Hi I'm looking for sad music which is almost beyond sad, like finding solace (or better: rest) in inconsolability, so to speak

The perfect example would be 'Schlummert ein...' from BWV82

And Couperin - Les Barricades Myserieuses sounds like a plastic bag floating desolate in the wind

Any ideas?

Kind regards and hoping my question is not too eccentric,
Joris


----------



## GGluek (Dec 11, 2011)

Le Gibet from Gaspard de la Nuit.


----------



## Weston (Jul 11, 2008)

That's odd. Those pieces don't necessarily feel sad to me. Contemplative maybe.

For me this is beyond sad. When I'm sad I like to wallow in it.
Khachaturian - Gayane's Adagio
(Perhaps not the best version, but I was trying to avoid all the 2001: a space odyssey references.)

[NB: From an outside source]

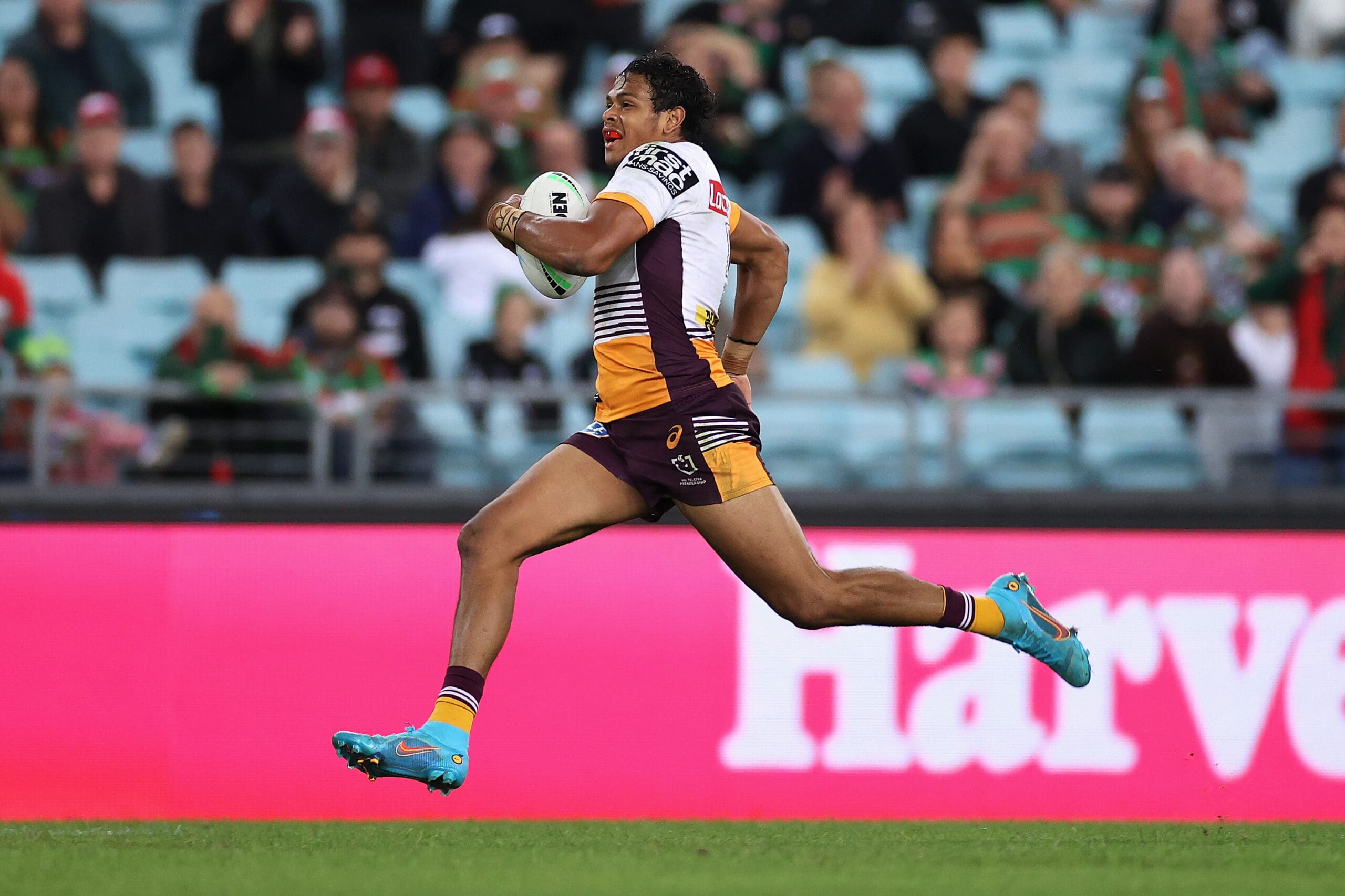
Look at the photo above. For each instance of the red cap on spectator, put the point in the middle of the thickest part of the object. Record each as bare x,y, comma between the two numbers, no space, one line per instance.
99,109
371,70
326,121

And of course the Vaughan-Williams _Fantasia on a Theme by Thomas Tallis_ probably goes without saying.


----------



## ahammel (Oct 10, 2012)

Strauss, _Vier Letzte Leider_.


----------



## Norse (May 10, 2010)




----------



## mstar (Aug 14, 2013)

Joris said:


> Hi I'm looking for sad music which is almost beyond sad, like finding solace (or better: rest) in inconsolability, so to speak
> 
> The perfect example would be 'Schlummert ein...' from BWV82
> 
> ...


Search through some of Liszt's later Transcendental Etudes and even some Pilgrimages. I personally prefer Bolet playing them.


----------



## norman bates (Aug 18, 2010)

Peter Warlock - The curlew


----------



## Art Rock (Nov 28, 2009)

Mahler - Kindertotenlieder and Das Lied von der Erde (Abschied).


----------



## Simon Moon (Oct 10, 2013)

A few off the top of my head:

Samuel Barber - Adagio for Strings
Penderecki - Threnody for the Victims of Hiroshima
Shostakovitch - Symphonies 10, 13, 15 come to mind
Bartok - 6th String Quartet
Rautavaara - Cantus Arcticus


----------



## Blancrocher (Jul 6, 2013)

I suppose I don't find La Traviata "beyond" sad--just unspeakably sad. Schubert's Fantasia in F minor for 4 hands might be the kind of thing you're looking for.


----------